Chereads / The Gladiol / Chapter 120 - Polisi Wanita

Chapter 120 - Polisi Wanita

"Permisi."

"Ada yang bisa saya bantu?"

"Di mana ruangan ay... maksudku Letnan Holan Satria?"

Petugas itu melihat Amy yang terlihat masih sangat muda.

"Apa sudah membuat janji sebelumnya?"

"Belum."

"Boleh saya tahu nama adik siapa?"

"Nam saya Amy."

"Kalau belum membuat janji…"

"Kalau begitu telpon saja orang tua itu! Katakan kalau Amy datang mencarinya!" teriaknya.
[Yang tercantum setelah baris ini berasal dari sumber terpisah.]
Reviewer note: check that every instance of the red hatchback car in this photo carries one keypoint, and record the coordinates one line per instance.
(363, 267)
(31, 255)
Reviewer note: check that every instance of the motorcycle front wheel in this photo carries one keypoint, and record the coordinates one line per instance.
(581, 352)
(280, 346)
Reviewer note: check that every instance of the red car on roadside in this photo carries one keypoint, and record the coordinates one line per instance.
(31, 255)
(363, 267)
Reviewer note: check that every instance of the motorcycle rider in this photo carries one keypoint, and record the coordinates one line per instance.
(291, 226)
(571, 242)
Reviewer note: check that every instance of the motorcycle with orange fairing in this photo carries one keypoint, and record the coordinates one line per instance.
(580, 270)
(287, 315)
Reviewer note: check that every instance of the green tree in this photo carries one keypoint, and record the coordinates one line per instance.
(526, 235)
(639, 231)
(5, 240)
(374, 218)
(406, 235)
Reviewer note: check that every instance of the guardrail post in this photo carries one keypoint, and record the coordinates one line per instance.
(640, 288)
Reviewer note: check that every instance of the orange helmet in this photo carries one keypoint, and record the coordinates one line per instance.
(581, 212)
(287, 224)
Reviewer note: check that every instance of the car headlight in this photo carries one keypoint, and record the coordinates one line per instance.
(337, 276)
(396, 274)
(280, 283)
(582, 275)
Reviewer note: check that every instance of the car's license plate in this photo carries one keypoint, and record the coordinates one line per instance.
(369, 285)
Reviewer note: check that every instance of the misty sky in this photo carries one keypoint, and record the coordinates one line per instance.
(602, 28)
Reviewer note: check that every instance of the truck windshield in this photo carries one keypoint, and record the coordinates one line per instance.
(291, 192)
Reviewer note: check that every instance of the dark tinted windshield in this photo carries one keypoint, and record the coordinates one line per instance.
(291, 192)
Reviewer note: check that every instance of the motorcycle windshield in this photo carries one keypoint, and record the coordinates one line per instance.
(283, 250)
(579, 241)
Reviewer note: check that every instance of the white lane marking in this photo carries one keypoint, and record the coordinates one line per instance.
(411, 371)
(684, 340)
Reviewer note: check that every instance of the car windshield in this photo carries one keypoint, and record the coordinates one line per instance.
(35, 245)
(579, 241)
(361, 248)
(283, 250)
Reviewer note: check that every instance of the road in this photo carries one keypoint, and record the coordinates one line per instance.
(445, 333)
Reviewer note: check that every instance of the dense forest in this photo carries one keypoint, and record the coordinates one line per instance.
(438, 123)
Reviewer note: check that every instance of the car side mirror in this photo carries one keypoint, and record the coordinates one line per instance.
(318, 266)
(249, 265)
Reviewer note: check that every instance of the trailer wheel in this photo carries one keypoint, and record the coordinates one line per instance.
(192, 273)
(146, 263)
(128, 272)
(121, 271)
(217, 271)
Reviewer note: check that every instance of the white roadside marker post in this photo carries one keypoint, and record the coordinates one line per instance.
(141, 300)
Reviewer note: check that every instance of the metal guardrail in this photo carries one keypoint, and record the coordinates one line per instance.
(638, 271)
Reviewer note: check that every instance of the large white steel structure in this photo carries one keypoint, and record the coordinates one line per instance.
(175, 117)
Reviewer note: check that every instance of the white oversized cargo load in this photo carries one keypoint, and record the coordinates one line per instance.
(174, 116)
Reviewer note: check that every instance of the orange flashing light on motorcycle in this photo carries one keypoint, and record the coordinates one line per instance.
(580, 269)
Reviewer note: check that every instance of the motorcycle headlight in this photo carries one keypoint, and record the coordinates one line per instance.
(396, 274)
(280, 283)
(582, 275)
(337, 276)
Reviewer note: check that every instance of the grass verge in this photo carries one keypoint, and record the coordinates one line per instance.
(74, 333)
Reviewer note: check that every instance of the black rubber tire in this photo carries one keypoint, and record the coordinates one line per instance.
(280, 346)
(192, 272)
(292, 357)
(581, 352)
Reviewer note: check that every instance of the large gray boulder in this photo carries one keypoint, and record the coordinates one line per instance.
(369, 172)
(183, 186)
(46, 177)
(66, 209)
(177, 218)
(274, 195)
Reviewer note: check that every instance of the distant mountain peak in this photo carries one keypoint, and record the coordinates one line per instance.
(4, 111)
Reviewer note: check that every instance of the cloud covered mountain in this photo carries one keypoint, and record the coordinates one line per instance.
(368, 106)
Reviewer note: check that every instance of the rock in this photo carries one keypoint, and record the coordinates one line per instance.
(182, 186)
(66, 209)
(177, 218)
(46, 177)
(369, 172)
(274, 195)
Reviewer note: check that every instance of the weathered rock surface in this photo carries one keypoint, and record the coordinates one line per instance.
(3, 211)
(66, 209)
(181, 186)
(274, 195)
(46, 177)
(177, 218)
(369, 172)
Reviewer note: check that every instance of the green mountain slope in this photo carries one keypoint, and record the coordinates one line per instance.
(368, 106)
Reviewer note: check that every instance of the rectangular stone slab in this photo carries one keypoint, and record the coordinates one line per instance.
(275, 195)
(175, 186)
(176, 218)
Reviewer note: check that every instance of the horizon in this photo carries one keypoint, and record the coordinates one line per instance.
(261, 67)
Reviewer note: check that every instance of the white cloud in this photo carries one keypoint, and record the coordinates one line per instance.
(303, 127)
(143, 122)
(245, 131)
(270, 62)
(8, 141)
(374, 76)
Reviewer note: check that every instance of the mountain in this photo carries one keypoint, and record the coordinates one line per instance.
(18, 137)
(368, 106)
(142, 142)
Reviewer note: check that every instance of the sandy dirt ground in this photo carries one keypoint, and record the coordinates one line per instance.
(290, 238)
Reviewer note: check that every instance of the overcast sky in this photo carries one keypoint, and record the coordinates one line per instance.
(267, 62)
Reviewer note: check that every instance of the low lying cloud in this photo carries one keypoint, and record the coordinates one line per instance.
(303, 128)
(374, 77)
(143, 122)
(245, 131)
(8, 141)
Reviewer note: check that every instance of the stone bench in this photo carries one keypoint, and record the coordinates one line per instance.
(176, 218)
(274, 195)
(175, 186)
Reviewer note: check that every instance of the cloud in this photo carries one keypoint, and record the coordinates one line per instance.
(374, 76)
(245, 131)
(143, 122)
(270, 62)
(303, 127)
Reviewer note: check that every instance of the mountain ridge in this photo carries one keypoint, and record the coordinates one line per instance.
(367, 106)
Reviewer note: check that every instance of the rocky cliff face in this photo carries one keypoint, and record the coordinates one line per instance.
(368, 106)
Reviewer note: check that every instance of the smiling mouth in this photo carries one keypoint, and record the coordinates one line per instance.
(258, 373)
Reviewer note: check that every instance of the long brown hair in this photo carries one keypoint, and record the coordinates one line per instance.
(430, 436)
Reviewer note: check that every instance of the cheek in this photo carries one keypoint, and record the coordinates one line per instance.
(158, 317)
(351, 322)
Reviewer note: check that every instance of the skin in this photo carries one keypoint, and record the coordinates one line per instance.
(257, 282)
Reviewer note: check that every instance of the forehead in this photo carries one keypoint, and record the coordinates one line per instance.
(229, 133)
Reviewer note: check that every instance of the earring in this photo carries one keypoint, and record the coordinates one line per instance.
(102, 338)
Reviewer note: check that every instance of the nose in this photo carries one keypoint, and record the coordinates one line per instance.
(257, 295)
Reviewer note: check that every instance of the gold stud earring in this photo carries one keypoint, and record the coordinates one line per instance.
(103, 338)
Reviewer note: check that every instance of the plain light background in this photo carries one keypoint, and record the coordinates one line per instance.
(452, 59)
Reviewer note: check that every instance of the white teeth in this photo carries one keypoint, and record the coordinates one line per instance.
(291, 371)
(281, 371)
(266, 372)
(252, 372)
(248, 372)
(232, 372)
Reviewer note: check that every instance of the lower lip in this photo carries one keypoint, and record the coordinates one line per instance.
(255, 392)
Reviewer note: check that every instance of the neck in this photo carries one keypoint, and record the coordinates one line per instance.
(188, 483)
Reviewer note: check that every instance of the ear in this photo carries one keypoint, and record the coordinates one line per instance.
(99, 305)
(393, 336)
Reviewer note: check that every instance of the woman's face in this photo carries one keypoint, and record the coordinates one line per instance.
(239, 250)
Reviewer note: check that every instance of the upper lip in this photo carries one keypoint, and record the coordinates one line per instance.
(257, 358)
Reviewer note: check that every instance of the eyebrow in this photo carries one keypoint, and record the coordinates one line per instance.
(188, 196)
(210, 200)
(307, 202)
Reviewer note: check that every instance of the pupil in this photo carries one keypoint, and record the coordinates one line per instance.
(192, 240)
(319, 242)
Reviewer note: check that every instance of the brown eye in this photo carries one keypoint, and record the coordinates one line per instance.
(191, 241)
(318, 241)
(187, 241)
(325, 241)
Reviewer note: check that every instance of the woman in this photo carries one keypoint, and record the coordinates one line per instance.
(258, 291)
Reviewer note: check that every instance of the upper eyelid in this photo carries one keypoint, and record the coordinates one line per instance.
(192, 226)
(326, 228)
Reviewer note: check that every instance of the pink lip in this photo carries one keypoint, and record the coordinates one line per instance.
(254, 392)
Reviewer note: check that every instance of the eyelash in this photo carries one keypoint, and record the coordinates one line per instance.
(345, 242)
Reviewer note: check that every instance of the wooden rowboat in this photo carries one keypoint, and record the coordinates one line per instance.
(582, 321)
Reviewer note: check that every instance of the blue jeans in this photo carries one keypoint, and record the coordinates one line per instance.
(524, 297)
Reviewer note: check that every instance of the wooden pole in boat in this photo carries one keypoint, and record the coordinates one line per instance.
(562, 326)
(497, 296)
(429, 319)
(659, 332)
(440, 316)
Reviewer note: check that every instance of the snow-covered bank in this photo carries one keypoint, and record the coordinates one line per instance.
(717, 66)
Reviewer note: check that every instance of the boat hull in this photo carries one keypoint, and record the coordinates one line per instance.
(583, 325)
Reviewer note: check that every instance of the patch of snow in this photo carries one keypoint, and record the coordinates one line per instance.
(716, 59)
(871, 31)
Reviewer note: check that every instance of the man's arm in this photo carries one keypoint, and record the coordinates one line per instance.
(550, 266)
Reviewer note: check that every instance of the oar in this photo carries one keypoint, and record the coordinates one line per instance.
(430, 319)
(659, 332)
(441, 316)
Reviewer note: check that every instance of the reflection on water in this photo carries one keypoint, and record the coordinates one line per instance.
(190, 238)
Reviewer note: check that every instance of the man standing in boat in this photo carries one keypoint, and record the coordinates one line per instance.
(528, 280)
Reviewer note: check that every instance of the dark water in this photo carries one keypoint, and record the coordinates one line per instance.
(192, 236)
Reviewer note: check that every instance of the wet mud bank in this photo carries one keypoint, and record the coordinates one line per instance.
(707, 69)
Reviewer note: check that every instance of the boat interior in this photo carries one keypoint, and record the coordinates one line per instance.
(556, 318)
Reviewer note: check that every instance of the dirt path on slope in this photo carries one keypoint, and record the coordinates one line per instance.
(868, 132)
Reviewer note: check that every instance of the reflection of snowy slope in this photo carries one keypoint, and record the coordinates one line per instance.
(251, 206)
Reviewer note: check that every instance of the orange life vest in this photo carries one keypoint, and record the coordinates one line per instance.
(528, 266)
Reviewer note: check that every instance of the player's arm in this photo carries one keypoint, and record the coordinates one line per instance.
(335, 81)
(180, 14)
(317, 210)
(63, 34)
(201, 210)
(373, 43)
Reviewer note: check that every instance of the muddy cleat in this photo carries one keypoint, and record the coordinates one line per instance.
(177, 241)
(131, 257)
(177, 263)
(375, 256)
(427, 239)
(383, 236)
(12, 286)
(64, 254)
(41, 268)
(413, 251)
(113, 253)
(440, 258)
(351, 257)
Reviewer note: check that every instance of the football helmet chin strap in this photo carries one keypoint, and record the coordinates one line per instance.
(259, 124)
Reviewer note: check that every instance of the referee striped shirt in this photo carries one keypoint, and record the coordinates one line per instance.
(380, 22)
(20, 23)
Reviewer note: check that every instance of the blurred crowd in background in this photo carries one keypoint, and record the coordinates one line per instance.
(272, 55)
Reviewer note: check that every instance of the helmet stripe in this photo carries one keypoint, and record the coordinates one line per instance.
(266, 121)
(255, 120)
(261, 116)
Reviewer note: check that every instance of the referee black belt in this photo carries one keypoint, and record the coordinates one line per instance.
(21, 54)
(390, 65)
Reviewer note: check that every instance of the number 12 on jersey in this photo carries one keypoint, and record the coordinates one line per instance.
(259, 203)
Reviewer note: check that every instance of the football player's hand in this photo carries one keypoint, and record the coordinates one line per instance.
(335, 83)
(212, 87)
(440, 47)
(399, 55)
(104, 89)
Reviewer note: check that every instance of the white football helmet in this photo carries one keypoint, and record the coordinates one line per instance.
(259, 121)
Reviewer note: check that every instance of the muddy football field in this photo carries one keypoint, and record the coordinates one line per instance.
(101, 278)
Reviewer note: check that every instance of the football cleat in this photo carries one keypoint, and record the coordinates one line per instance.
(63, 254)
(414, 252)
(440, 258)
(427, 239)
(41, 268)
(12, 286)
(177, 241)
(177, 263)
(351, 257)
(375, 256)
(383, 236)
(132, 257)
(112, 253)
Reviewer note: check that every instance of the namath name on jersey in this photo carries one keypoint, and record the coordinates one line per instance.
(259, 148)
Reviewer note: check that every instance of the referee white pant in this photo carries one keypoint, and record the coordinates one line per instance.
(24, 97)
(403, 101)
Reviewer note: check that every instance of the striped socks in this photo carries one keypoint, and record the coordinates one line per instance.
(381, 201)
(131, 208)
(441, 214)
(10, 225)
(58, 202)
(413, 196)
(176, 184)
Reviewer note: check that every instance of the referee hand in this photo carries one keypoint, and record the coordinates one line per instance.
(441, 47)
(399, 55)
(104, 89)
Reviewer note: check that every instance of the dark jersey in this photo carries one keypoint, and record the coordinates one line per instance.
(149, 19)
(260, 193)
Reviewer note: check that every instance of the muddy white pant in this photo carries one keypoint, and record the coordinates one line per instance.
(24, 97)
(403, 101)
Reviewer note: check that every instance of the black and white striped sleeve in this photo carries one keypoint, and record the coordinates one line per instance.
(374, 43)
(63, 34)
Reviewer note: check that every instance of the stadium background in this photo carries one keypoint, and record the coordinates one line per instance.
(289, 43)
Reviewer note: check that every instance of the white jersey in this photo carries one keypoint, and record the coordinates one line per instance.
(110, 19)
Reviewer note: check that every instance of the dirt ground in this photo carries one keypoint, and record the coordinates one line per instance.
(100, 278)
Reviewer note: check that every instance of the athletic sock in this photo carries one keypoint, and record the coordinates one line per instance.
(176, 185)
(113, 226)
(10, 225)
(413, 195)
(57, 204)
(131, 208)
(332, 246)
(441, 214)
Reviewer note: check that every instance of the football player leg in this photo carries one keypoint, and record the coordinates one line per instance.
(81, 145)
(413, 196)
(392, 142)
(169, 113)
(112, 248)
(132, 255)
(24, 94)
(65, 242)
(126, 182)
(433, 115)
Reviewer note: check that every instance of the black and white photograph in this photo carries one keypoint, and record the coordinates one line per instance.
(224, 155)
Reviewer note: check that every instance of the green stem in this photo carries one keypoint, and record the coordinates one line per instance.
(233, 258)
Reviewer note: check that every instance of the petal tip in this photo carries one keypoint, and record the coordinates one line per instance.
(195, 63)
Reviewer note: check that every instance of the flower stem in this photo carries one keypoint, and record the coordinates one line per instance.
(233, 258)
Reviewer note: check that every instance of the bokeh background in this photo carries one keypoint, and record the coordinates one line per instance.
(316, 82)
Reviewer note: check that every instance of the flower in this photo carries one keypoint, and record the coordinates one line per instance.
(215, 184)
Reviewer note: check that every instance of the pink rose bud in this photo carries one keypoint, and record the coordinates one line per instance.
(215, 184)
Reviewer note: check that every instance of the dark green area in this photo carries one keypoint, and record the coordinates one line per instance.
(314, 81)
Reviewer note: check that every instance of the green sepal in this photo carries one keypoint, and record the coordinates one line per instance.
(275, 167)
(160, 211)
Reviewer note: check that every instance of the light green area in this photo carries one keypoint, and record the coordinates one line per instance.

Petugas itu terkejut, dia tidak habis pikir ada yang berani menyebut letnan dengan panggilan 'orang tua'. tapi petugas itu berusaha menasihatinya.

"Begini ya, Dik…"

"Ah sudahlah, aku akan mencari ruangannya sendiri!"

Amy pergi dari sana.

"Dik! Tunggu dulu Dik!" teriak petugas itu namun tidak diindahkan oleh Amy. "Anak jaman sekarang memang tidak belajar sopan santun."

Petugas itu lalu menghubungi Letnan.

"Maaf, Pak. Tadi ada gadis muda yang mencari anda dengan marah marah. Saya berusaha menahannya tapi…"

"Siapa namanya?"

"Katanya namanya Amy."

"APA?!"

"Apa ada sesuatu yang serius, Pak?"

"Dia itu putri saya!"

"APA?!"

"Kenapa kau malah meneriakiku? Dimana dia sekarang?"

"M…maafkan saya pak. Saya tidak tahu kalau itu putri Bapak."

"Sudahlah, tidak apa apa. Dia pasti mengomelimu tadi, jadi di mana dia sekarang?"

"Dia menuju ruanganmu."

Amy berhenti di depan lift dan menunggu lift terbuka.

Ting!

Pintu terbuka dan Amy masuk. Ada Asya yang berdiri di depan tombol lift di sana. Ia menekan tombol 9.

"Kau mau ke lantai berapa, Dik?" tanya Asya.

Amy diam.

"Dik?"

"Apa anda tahu di mana kantor Letnan Holan Satria?"

"Kau mau ke sana?"

Amy mengangguk.

"Berarti tujuan kita sama. Aku juga ada urusan dengannya."

Di dalam lift Amy diam dan tenang. Sementara Asya terus penasaran pada gadis muda di sampingnya ini.

"Dik," panggil Asya.

Amy menoleh.

"Kau terlihat sangat muda. Kau masih sekolah?"

"Aku sudah lulus tahun kemarin." kata Amy datar dan dingin.

"Ah pantas saja kau terlihat muda. Ada urusan apa dengan Letnan?"

"Apa saya harus memberitahukannya pada anda?"

"Astaga dingin sekali anak ini," batinnya.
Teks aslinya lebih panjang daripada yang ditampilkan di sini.